Pour Marie Fouillent, éducatrice et coordinatrice pédagogique de la Fondation : « Cette journée est un visuel, une image à un moment donné d’une situation où sont arrivés les éducateurs au niveau de leur formation. Pour les enfants aussi c’est le moment de montrer et d’être dans un environnement où ils peuvent s’exprimer et se mettre en valeur, montrer leurs capacités et être encouragés par un public extérieur. Être en contact, ce qui est une étape de socialisation, avec d’autres institutions, avec d’autres cadres comme l’Institut français, l’école de cinéma… »
Je rencontre Janelly et Jean-René Fourtou, les fondateurs, venus rendre hommage aux équipes de formation. Photo de famille avec tous les représentants des institutions. La visite se poursuit avec eux.
Mohammed Machti et Gayton Broudic sont très enjoués, prolixes et enthousiastes en parlant de leur travail. Formateurs en théâtre, ils se mettent en scène, l’un parlant de ce que fait l’autre ! Leur but est d’amener les éducateurs à travailler sur la problématique du théâtre-médiation avec des objectifs précis, suivant une structure bien définie pour aider ces enfants à dépasser leurs difficultés :« Nous avons formé un certain nombre d’éducateurs à mener à bien un atelier théâtre avec la structure normale qu’on connaît déjà, c’est à dire travailler sur la concentration, la respiration, les mouvements, avec des objectifs précis : être bien dans son corps, former sa personnalité, prendre la parole en public et ensuite travailler sur des petites scènes, ce qui aide énormément les enfants. »

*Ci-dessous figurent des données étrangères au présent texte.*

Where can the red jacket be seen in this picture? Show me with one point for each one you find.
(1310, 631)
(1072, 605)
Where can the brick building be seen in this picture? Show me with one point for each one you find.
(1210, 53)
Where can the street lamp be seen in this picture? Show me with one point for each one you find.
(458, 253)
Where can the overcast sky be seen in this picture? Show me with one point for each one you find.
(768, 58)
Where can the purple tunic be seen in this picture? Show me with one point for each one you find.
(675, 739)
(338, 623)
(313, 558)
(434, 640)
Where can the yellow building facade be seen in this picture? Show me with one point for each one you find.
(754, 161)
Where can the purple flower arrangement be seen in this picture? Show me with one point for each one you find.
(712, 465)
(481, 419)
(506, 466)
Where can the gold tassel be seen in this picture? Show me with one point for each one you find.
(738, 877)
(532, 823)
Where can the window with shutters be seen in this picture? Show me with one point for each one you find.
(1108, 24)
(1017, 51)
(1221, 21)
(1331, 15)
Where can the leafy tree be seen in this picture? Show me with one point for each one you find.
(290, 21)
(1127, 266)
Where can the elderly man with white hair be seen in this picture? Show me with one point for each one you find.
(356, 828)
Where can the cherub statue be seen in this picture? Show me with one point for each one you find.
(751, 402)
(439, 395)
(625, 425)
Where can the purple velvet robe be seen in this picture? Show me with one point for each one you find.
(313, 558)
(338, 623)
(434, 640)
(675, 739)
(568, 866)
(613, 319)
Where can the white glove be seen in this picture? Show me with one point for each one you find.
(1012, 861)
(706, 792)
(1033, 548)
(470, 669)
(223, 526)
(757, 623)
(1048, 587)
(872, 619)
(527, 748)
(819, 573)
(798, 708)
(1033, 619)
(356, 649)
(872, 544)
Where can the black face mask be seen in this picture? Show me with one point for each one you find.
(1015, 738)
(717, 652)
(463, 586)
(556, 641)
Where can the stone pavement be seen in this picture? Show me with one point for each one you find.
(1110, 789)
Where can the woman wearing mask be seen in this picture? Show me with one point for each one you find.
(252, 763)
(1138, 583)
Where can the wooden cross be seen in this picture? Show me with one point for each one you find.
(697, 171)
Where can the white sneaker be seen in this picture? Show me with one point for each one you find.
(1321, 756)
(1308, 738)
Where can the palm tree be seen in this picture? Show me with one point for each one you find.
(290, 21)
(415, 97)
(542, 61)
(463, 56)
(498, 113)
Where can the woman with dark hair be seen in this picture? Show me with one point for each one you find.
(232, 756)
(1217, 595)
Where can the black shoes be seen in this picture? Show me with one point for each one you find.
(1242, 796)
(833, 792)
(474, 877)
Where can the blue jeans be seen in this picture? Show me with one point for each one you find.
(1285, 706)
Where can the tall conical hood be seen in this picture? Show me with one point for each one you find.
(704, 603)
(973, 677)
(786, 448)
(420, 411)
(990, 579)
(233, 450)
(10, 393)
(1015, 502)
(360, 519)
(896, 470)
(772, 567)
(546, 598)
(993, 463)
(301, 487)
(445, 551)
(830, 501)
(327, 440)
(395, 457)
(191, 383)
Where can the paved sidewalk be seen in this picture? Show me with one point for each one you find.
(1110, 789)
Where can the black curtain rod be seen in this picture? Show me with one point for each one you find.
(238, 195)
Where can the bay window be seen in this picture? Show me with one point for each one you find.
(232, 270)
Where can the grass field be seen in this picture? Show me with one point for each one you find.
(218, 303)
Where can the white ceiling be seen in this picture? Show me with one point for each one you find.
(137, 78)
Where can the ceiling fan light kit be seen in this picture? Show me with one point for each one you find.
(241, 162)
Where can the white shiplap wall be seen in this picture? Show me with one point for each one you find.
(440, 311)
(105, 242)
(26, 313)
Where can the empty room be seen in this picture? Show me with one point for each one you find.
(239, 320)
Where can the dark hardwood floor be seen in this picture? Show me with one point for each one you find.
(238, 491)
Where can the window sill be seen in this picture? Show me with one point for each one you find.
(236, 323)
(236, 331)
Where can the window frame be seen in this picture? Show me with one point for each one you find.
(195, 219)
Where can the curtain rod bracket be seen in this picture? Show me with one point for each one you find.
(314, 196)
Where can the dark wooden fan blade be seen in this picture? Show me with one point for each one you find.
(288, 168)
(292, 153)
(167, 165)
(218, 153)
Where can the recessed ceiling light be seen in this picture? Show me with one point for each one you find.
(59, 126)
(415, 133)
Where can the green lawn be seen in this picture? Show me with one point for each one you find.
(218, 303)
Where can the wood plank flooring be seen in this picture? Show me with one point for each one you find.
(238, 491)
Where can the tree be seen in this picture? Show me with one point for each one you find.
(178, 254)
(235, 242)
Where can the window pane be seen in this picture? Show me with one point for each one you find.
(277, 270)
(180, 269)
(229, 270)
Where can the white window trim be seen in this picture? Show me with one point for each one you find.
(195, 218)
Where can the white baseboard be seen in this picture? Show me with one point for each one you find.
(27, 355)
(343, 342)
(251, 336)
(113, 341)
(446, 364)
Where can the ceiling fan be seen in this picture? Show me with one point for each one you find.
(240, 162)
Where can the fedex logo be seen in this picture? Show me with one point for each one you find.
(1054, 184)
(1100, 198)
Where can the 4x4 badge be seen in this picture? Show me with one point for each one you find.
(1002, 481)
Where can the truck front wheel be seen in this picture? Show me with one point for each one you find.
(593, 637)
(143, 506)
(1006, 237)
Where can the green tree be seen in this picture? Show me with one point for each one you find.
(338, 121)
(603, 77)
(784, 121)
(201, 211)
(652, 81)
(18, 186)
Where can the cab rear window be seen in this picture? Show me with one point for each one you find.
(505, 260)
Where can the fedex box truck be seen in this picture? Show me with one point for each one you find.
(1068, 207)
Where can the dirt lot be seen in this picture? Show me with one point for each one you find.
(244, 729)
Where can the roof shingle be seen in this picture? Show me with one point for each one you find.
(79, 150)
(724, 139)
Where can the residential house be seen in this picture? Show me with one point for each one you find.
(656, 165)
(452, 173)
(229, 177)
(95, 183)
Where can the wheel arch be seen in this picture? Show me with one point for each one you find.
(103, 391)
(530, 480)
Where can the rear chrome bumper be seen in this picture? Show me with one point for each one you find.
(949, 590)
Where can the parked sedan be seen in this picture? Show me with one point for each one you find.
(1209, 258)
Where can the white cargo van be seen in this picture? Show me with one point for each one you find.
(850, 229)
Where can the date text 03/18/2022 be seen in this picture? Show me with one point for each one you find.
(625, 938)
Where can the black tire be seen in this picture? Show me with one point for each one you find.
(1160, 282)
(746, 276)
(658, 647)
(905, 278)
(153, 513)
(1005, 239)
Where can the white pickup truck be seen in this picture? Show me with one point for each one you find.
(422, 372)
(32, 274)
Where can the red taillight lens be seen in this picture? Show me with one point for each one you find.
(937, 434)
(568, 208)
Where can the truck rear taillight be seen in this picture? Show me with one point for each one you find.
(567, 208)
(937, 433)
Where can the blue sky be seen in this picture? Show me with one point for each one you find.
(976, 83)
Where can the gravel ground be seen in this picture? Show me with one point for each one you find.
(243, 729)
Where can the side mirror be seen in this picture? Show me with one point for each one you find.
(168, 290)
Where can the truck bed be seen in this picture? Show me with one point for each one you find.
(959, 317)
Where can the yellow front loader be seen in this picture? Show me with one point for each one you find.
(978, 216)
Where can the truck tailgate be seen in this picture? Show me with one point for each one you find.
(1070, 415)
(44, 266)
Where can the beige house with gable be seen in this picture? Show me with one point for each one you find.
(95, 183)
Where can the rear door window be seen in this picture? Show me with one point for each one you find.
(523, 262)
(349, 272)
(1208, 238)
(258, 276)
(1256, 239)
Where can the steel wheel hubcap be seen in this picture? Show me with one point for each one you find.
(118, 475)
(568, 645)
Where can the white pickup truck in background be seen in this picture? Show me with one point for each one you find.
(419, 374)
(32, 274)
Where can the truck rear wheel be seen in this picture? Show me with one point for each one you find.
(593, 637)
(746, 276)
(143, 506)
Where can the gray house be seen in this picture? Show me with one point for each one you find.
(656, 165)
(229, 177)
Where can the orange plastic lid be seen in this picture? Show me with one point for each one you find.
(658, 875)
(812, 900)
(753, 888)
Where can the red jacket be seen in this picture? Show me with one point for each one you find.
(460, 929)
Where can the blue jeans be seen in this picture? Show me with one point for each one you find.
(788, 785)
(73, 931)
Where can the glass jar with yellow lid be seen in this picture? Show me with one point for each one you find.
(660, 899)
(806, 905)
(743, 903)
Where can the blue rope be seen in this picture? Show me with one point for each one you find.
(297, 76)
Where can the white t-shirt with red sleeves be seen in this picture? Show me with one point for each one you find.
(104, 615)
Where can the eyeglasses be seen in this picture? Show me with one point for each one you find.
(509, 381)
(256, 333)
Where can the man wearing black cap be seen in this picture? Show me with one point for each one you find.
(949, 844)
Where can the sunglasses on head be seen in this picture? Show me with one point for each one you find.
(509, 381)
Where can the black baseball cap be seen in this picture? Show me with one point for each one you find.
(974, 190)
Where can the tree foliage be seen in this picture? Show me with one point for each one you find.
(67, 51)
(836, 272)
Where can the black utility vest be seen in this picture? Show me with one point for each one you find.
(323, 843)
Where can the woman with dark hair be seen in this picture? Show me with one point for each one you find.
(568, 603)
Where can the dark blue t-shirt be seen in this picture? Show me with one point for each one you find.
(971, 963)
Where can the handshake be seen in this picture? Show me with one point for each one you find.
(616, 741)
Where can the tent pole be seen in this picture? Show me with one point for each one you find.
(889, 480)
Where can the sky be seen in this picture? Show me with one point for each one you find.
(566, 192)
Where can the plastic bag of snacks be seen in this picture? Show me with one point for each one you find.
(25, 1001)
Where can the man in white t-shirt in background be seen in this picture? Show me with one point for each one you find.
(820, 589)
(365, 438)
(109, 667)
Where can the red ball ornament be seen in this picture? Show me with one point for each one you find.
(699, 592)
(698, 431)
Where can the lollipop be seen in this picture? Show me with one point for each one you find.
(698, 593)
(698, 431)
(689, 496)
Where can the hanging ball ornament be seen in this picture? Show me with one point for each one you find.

Le travail avec les enfants trisomiques est tout à fait admirable ! Devant un public de deux cent personnes, ces enfants ont montré de manière magistrale une maîtrise du corps, un travail de prononciation, un rapport à l’autre remarquable.
Pour Gayton Broudic : « On est très proche du théâtre-forum, le théâtre de l’opprimé. On est là avec des faits sociaux, des conflits, et on essaie de les résoudre par ce biais là ; on dépasse le côté spectacle pour aller dans la résolution des problèmes… »C’est toute l’histoire du théâtre ! Et les formateurs ne cessent de se poser les questions : « À quoi ça sert ? Que fait-on là ? » Les réponses résident dans l’évolution favorable des enfants au niveau de leur personnalité, de leur développement, de leur contact avec les autres. Ils ajoutent : « Il faut qu’ils s’amusent avec ça. Les bénéficiaires ce sont d’abord les enfants, mais nous essayons de transmettre aux éducateurs le créatif et pas seulement l’éducatif, sinon on serait dans un format trop scolaire. Nous voulons sortir de ce qui est trop formel et le théâtre permet ce jeu, la mise en espace des corps, des émotions… L’imaginaire, le plaisir : en tant que comédiens, c’est quelque chose que nous transmettons régulièrement dans la mise en scène. »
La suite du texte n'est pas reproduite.